The useTimestampAsVersion option will set the version value in the output documents to the current timestamp, represented as the number of seconds since the Unix epoch. If this is set to true, you should only have a single configuration version - having more than one will stop the evaluation process.

JSON configuration

The destination file may be changed, if required:

<persistence>
  <json>io.sease.rre.persistence.impl.JsonPersistenceHandler</json>
  <handlerConfiguration>
    <json>
      <destinationFile>/path/to/my/rre_output.json</destinationFile>
    </json>
  </handlerConfiguration>
</persistence>

The file content is held in memory until all evaluations are complete, allowing the full domain structure to be built. This can be memory-hungry for large evaluation sets.

Elasticsearch configuration

The Elasticsearch persistence plugin will create a new index on the destination server, if one is not already present with the given name. Results are written out in batches at a set interval.
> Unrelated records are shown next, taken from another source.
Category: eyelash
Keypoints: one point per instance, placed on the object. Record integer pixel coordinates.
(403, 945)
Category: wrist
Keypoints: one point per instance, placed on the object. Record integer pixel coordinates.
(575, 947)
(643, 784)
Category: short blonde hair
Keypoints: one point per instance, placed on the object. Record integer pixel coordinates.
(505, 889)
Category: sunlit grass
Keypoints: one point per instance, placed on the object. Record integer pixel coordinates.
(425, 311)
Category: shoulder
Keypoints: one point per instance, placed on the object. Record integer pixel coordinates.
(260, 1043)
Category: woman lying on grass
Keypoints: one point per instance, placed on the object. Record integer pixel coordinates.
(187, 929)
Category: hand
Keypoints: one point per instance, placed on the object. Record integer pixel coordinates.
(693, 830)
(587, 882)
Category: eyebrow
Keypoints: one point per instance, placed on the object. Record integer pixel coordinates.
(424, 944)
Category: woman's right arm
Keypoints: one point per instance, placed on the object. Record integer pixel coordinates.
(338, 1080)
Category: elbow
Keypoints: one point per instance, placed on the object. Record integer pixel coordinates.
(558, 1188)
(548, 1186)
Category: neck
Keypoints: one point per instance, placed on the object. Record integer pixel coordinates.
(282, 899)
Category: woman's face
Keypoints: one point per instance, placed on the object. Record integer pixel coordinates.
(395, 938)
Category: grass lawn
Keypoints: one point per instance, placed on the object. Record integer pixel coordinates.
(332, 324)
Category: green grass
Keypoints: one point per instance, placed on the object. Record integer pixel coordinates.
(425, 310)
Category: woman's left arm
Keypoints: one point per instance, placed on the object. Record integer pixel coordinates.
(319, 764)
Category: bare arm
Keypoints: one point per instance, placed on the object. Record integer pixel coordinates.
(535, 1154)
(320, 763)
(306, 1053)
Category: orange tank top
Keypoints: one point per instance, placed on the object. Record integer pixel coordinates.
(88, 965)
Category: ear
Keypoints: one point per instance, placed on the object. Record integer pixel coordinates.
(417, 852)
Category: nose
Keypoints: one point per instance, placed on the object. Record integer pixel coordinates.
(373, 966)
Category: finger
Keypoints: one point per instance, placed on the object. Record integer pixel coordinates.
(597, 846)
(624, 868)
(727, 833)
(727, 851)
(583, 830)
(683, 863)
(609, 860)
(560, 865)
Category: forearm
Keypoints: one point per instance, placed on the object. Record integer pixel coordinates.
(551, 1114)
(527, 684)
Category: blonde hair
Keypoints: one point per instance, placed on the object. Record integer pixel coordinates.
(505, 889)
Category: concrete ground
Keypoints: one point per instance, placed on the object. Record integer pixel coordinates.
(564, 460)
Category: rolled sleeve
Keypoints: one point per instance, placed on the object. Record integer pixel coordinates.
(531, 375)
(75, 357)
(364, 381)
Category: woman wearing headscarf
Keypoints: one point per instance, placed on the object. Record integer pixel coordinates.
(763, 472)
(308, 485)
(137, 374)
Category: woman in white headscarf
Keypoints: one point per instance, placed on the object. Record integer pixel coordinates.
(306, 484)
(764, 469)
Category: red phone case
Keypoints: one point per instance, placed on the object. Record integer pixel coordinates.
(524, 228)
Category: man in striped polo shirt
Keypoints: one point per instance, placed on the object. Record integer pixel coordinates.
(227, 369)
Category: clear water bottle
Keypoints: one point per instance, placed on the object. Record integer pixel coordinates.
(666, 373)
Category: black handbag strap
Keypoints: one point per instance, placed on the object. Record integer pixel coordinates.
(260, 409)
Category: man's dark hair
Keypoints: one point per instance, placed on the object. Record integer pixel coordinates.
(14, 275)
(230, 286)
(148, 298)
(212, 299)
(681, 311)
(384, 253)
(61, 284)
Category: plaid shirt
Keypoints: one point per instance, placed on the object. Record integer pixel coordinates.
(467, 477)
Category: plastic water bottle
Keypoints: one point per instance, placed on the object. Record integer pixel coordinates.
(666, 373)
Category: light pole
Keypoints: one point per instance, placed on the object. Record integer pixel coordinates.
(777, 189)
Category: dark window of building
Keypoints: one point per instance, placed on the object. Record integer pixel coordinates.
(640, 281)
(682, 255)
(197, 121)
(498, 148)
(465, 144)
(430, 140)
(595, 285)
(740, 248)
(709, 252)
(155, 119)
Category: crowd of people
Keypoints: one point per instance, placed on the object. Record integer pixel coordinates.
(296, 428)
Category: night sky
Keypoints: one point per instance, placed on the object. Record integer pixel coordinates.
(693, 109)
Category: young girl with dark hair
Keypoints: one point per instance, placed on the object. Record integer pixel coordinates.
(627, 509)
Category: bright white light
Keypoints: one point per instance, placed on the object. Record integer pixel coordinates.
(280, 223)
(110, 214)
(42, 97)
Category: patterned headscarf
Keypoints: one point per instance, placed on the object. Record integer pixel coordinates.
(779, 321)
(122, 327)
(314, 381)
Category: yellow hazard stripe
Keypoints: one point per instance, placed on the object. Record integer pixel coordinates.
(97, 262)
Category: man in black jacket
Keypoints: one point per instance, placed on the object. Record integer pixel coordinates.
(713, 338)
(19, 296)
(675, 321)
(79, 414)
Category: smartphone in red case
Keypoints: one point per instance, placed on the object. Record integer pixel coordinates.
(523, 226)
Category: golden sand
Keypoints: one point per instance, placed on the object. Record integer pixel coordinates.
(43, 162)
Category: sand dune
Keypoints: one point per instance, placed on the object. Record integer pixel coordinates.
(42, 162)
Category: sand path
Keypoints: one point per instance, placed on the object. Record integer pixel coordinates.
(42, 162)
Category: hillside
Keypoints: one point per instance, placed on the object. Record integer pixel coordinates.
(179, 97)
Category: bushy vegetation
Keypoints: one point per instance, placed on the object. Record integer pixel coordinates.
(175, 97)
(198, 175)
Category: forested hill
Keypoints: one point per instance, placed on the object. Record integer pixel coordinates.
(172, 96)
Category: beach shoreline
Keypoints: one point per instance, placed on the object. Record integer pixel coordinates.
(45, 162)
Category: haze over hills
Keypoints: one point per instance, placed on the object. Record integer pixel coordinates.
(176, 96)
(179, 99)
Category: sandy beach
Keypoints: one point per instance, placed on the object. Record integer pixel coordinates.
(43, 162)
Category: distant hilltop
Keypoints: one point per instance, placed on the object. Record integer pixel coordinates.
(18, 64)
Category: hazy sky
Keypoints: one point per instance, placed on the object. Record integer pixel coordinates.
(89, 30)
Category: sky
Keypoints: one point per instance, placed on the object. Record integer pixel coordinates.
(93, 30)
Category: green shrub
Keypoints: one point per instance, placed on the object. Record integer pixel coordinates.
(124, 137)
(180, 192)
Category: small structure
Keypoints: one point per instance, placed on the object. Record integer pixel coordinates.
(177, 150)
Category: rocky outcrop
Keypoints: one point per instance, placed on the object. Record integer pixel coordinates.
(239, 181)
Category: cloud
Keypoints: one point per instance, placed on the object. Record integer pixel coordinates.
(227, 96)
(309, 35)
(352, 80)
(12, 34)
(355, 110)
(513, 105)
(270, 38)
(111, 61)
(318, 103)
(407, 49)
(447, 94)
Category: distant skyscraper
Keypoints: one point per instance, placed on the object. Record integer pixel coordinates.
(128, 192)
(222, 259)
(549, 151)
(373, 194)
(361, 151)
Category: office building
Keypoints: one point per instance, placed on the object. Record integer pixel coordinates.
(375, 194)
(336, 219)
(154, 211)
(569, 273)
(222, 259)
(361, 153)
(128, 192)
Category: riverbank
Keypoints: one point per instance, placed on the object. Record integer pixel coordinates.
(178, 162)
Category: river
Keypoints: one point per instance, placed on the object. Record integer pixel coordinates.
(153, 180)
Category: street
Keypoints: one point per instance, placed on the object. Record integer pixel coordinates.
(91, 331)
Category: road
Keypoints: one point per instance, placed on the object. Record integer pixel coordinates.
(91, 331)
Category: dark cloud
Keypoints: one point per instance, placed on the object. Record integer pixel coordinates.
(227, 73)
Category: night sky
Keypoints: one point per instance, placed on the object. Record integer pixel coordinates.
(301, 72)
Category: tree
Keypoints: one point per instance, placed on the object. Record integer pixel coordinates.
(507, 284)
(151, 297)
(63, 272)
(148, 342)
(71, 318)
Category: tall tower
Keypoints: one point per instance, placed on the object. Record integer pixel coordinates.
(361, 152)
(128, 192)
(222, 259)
The Maven configuration options, with default values shown, are:

<persistence>
  <elasticsearch>io.sease.rre.persistence.impl.ElasticsearchPersistenceHandler</elasticsearch
  <handlerConfiguration>
    <elasticsearch>
      <index>rre_output</index> <!-- REQUIRED -->
      <baseUrl>http://localhost:9200</baseUrl>
      <threadpoolSize>2</threadpoolSize>
      <runIntervalMs>500</runIntervalMs>
      <batchSize>500</batchSize>
    </elasticsearch>
  </handlerConfiguration>
</persistence>

The threadpool size, run interval and batch size should be okay for most situations. The index name must be supplied, otherwise the persistence handler will fail to initialise.

The plugin creates one Elasticsearch document per query version. These can then be grouped or aggregated to get the overall picture for a topic or query group.